# Is GM Looking to Roll-Out More Cruze Accessories or Revive Performance Divisions?



## AutoGuide.com (Jul 26, 2010)

At last week's SEMA Show, General Motors rolled out a selection of modified vehicles hinting at more than one direction the automaker may go when it comes to performance vehicles. In an article by Automotive News the suggestion was raised that GM may look to bring back performance brands – which it cut from its lineup during the recession in an effort to both reduce development costs and to brand itself as a greener automaker (not to mention one that doesn't use taxpayer's dollar to build 500-hp machines).

This rumor does have legs, especially with GM recently announcing a new performance vehicles and motorsports division.

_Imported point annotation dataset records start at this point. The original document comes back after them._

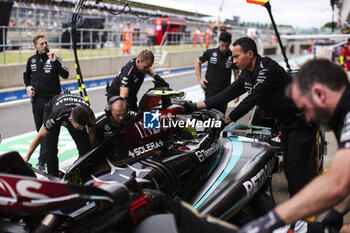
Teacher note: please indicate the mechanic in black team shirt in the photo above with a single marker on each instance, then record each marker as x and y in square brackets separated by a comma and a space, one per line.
[73, 112]
[219, 69]
[114, 118]
[131, 76]
[265, 82]
[41, 79]
[321, 89]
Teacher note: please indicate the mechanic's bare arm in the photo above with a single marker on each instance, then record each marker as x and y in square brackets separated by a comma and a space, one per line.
[202, 81]
[124, 92]
[323, 192]
[42, 133]
[92, 137]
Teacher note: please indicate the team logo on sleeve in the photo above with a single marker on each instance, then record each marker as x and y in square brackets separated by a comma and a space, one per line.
[151, 120]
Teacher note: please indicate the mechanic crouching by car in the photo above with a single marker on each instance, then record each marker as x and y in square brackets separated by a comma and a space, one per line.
[322, 90]
[115, 116]
[265, 81]
[73, 112]
[131, 76]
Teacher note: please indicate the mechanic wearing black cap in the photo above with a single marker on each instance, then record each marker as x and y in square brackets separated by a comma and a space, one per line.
[73, 112]
[131, 76]
[220, 65]
[114, 118]
[41, 78]
[265, 81]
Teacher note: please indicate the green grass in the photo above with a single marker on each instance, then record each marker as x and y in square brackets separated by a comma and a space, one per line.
[14, 56]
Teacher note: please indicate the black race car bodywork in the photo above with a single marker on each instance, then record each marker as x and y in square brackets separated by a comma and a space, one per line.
[222, 172]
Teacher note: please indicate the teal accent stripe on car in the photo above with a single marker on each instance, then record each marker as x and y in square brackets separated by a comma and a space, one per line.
[237, 148]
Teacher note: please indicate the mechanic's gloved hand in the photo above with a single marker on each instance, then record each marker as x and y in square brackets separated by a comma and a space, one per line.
[159, 82]
[158, 200]
[333, 219]
[190, 107]
[264, 224]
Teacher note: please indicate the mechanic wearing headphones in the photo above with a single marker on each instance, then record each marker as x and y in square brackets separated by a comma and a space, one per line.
[73, 112]
[220, 65]
[131, 76]
[115, 116]
[265, 82]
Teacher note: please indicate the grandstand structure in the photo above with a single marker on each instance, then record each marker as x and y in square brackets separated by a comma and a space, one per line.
[52, 14]
[50, 17]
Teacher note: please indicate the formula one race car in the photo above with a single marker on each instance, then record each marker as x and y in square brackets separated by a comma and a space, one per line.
[222, 172]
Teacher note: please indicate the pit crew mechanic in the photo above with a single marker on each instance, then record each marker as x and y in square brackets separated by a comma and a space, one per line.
[322, 89]
[220, 65]
[131, 76]
[265, 82]
[114, 118]
[41, 79]
[73, 112]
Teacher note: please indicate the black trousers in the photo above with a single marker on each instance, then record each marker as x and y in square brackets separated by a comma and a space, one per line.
[81, 139]
[299, 147]
[209, 93]
[38, 103]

However, in an interview, Chris Perry, vice president of Chevrolet marketing, seemed to hint at another direction for GM, commenting that it, "might be initiatives around parts and accessories." In other words, GM would look to leave the real performance parts business to the aftermarket (for now) while focusing on the highly profitable customization segment. At SEMA GM did introduce modified "Z-Spec" versions of its Cruze, Volt and Spark, all with bolt on parts. This would seem to hint at a more Scion-like method of offering extensive in-house customization options to buyers, especially those interested in models more attractive to the younger demographic.

More: *Is GM Looking to Revive Performance Divisions or Roll-Out More Accessories?* on AutoGuide.com


----------



## Cruzer (Oct 18, 2010)

Good to hear but I hope they take it slowly and not flood the market, otherwise they will be right back where they were awhile ago.


----------



## cruze-control (Jul 23, 2010)

Cruzer said:


> Good to hear but I hope they take it slowly and not flood the market, otherwise they will be right back where they were awhile ago.


i hope so too. it'll be nice if we can get some of the parts that they used on the cruze for the wtcc.


----------